Code42 regards data security as the most important component of CrashPlan backup services. Data security and privacy concerns are addressed by employing a multi-layered security model that includes transmission security, account security (access), password security, encryption security and secure messaging. On the application side, CrashPlan runs within the confines of a secure Java virtual machine using industry standard cryptographic algorithms.
Your first line of defense is a password protected user interface; you can require that CrashPlan prompt you for a password every time the application is launched to prevent unauthorized access to your archived data and backup settings. The account password is never stored or transmitted in plain text.
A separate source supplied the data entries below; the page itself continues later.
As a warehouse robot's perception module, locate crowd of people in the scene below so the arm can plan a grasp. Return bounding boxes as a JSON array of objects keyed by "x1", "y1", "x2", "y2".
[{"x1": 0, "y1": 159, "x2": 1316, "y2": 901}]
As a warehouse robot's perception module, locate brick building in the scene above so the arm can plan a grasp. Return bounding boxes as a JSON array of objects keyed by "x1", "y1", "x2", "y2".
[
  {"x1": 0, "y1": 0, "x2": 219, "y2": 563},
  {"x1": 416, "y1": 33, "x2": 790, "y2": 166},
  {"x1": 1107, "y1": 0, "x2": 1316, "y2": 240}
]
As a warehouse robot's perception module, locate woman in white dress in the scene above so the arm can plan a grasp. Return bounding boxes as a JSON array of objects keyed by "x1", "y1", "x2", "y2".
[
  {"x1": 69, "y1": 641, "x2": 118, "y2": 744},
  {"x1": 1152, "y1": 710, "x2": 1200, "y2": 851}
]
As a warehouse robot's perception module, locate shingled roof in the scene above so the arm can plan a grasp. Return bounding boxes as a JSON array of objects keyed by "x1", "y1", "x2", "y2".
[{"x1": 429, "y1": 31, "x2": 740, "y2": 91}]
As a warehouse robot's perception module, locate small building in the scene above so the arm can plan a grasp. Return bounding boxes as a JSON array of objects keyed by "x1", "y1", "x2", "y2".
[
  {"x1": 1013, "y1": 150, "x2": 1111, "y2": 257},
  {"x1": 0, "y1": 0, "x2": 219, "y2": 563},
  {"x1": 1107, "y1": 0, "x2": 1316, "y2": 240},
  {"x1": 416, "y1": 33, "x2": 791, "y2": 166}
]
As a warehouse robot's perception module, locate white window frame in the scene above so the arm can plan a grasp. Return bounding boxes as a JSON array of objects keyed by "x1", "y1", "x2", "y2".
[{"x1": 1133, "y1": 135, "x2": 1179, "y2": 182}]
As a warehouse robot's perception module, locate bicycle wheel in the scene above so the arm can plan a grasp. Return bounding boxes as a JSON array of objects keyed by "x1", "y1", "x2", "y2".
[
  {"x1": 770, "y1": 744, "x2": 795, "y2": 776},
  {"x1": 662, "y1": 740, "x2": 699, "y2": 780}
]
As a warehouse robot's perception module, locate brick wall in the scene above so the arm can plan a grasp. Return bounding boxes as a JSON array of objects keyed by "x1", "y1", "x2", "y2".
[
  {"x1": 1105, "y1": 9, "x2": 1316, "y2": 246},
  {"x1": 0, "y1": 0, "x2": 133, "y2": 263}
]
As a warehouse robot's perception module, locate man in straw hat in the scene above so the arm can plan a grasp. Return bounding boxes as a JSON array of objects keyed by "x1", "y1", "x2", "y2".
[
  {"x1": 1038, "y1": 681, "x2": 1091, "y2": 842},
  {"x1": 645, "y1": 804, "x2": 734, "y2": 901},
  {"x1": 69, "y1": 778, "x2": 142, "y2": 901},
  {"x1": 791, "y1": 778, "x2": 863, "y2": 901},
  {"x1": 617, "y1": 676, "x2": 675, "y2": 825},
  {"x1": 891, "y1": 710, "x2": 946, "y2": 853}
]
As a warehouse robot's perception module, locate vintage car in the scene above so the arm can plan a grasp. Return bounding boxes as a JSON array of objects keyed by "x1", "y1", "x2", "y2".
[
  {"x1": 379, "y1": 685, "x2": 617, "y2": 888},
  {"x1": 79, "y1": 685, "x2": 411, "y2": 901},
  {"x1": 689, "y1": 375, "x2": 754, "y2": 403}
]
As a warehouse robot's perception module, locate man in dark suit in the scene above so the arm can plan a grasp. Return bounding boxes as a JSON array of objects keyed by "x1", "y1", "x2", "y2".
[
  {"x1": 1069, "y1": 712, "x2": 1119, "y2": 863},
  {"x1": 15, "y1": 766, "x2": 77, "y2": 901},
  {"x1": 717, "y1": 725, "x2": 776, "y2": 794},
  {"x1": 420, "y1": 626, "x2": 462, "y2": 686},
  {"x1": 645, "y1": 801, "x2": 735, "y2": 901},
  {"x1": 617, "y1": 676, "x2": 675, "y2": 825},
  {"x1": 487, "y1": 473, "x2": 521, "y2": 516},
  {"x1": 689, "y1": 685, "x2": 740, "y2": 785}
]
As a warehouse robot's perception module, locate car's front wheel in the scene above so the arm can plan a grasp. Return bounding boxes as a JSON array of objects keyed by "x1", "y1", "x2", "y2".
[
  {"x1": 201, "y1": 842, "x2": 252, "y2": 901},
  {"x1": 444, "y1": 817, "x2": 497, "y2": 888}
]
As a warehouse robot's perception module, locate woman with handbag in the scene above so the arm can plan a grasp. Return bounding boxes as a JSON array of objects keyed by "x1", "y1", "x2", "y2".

The second line of defense appears before your data ever leaves your machine. Backup data is encrypted with 448-bit encryption. Backup transmission is then scrambled using 128-bit encryption. Keys are created using a secure random number generator and are escrowed with your archive at each destination so you can restore your files should you lose your computer. Archive encryption keys can be secured with your account password or a private password. For the ultimate level of protection, you can replace the CrashPlan-generated key with your own data key.
Secure Cloud Storage
In addition to the security measures built into CrashPlan software, backing up online to CrashPlan Central—our cloud destination—offers the added protection of our state-of-the-art data storage facility. Your backup is stored in one of our data centers located throughout the US and around the world. All our data centers comply with data storage industry standards for physical access security and are monitored 24/7.
In addition, power redundancy, climate controls and fire suppression systems guarantee very high availability and resistance to failure. The facilities themselves protect CrashPlan's infrastructure from physical harm.